Ignoro le dinamiche del retroscena ma fu presto evidente che detta insegnante tirò i remi in barca e per il resto dell'anno scolastico smise di infierire su chiunque all'interno della mia classe, smascherata da me e dai colleghi forse ritenne più saggio farsi da parte e fece buon viso a cattivo gioco. Ma non fui spietato a sufficienza, avrei dovuto compensare e di questo sono pentito.
Questa fu la conferma che non mi ero sbagliato e, forte di una rinnovata consapevolezza, rimarcai la cosa con compagni e insegnanti generando in questi ultimi un visibile disagio.
Questo episodio è uno spaccato attualissimo dell'italianità e della cultura dell'ignoranza. Ci siamo abituati ad un metodo che premia gli incompetenti a discapito di tutti gli altri, e lo abbiamo fatto mettendo i competenti in scacco. Accettiamo che sia così e, non contenti, educhiamo i nostri figli a subirlo.

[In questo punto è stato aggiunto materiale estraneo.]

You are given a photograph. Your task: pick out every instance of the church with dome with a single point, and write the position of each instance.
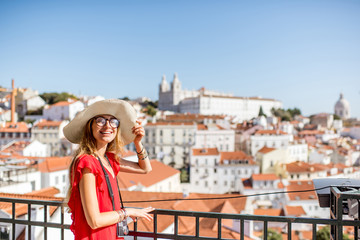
(172, 97)
(342, 108)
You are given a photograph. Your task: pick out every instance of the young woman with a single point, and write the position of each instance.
(101, 130)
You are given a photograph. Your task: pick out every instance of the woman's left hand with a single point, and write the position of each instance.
(139, 131)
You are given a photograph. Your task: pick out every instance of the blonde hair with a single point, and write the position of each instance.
(87, 145)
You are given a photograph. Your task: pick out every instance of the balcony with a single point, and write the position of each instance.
(12, 227)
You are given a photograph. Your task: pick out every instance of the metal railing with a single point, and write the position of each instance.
(239, 219)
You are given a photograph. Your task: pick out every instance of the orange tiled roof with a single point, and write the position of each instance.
(170, 124)
(205, 151)
(194, 117)
(21, 209)
(270, 132)
(263, 177)
(294, 211)
(301, 186)
(267, 212)
(265, 150)
(202, 127)
(159, 173)
(235, 156)
(16, 147)
(45, 192)
(63, 103)
(47, 123)
(301, 167)
(15, 127)
(53, 164)
(310, 132)
(179, 202)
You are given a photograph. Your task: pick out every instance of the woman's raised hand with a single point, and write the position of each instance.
(135, 213)
(139, 131)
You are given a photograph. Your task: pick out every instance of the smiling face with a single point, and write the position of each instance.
(103, 133)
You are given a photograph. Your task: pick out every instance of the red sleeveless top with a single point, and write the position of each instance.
(79, 226)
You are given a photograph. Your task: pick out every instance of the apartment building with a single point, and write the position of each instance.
(269, 138)
(162, 178)
(51, 134)
(64, 110)
(214, 136)
(14, 131)
(212, 171)
(170, 142)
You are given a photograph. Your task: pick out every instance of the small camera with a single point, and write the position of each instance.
(122, 228)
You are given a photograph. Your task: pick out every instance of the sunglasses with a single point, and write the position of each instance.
(101, 121)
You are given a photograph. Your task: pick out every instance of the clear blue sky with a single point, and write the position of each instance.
(302, 52)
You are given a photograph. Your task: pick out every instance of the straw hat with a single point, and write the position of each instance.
(120, 109)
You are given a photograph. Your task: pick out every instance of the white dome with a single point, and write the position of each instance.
(342, 107)
(342, 103)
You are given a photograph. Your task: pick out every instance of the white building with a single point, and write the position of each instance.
(263, 183)
(18, 175)
(170, 142)
(27, 149)
(214, 136)
(307, 199)
(64, 110)
(269, 138)
(212, 171)
(355, 132)
(298, 152)
(28, 100)
(51, 134)
(13, 132)
(55, 172)
(342, 107)
(319, 156)
(162, 178)
(174, 98)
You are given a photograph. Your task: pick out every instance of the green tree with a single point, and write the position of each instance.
(125, 98)
(293, 112)
(261, 112)
(273, 235)
(287, 115)
(53, 97)
(337, 117)
(324, 234)
(150, 110)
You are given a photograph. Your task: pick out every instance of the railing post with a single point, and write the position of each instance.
(155, 224)
(13, 218)
(265, 230)
(314, 231)
(176, 225)
(45, 220)
(289, 230)
(242, 234)
(197, 225)
(62, 222)
(219, 228)
(29, 219)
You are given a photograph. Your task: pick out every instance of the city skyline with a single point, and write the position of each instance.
(302, 53)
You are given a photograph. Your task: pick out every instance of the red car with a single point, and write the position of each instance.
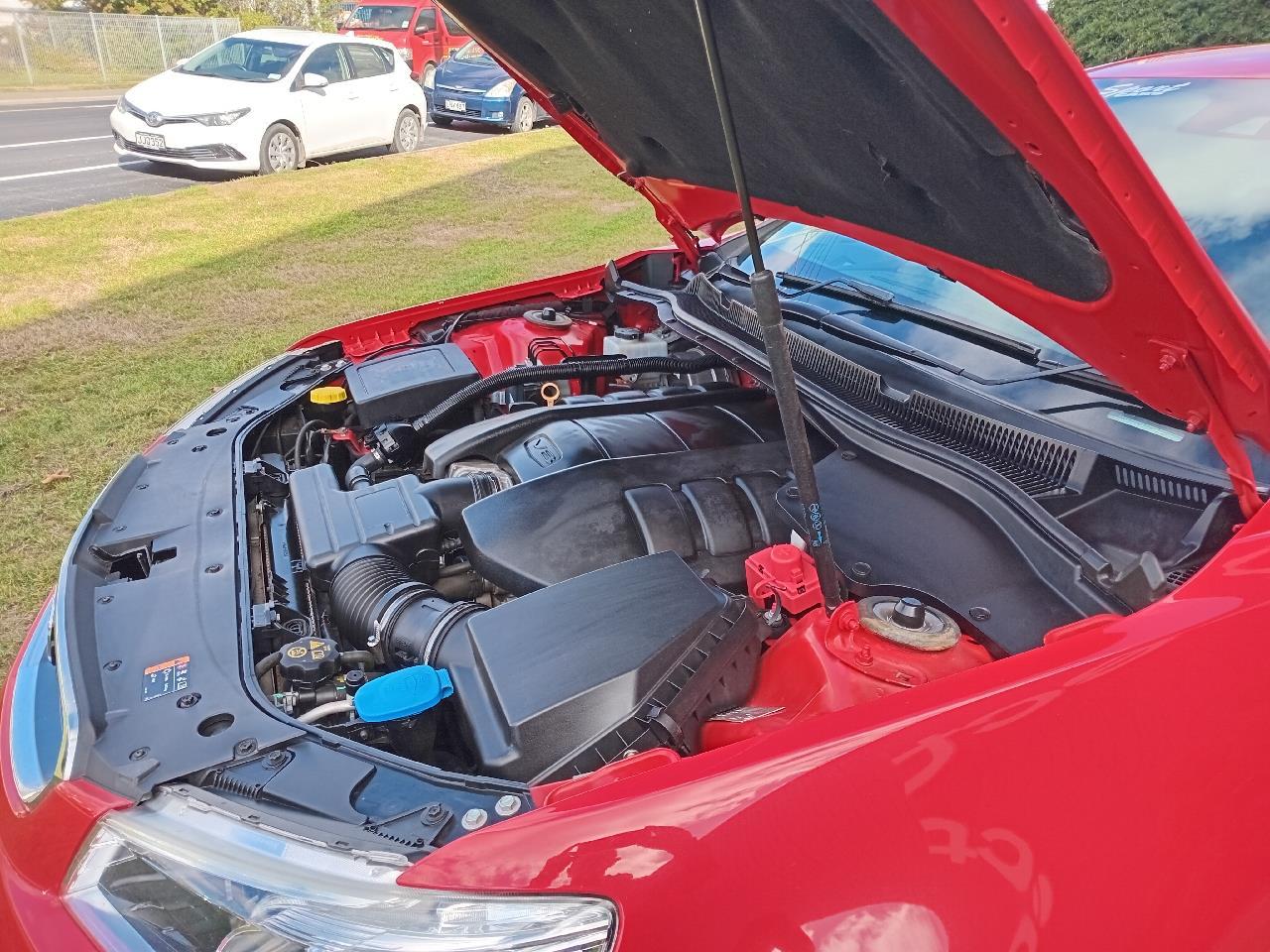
(502, 624)
(423, 33)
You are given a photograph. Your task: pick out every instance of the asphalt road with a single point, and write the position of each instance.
(59, 155)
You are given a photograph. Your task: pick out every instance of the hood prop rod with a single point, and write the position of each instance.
(767, 306)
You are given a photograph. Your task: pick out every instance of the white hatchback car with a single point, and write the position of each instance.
(268, 99)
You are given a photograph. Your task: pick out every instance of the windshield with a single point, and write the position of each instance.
(244, 59)
(377, 17)
(1207, 141)
(824, 255)
(472, 51)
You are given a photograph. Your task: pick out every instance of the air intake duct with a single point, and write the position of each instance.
(375, 601)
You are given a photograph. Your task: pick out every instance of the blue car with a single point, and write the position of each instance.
(470, 85)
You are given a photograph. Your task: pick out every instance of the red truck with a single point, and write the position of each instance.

Questi di contro perdono interesse nella cultura e crescono in un mondo fatto di ignoranza e mistificazione, escono da scuola privi di senso pratico e di senso critico, per assecondare le paturnie di quattro mafiosetti di turno, che molto hanno da temere il giorno che i "bravi" emergeranno, siamo considerati degli imbecilli (togliere pure il "considerati") sul piano internazionale.
L'unico industriale italiano che fu capace di produrre un ambiente competente sul piano internazionale... lo hanno suicidato. Era un mio concittadino. Era troppo onesto per prendere sul serio quei mafiosi, e non prese sul serio nemmeno la loro violenza, ma fu un errore fatale.
Ma sei sicuro di voler tornare in Italia?
Non ti hanno già deformato a sufficienza?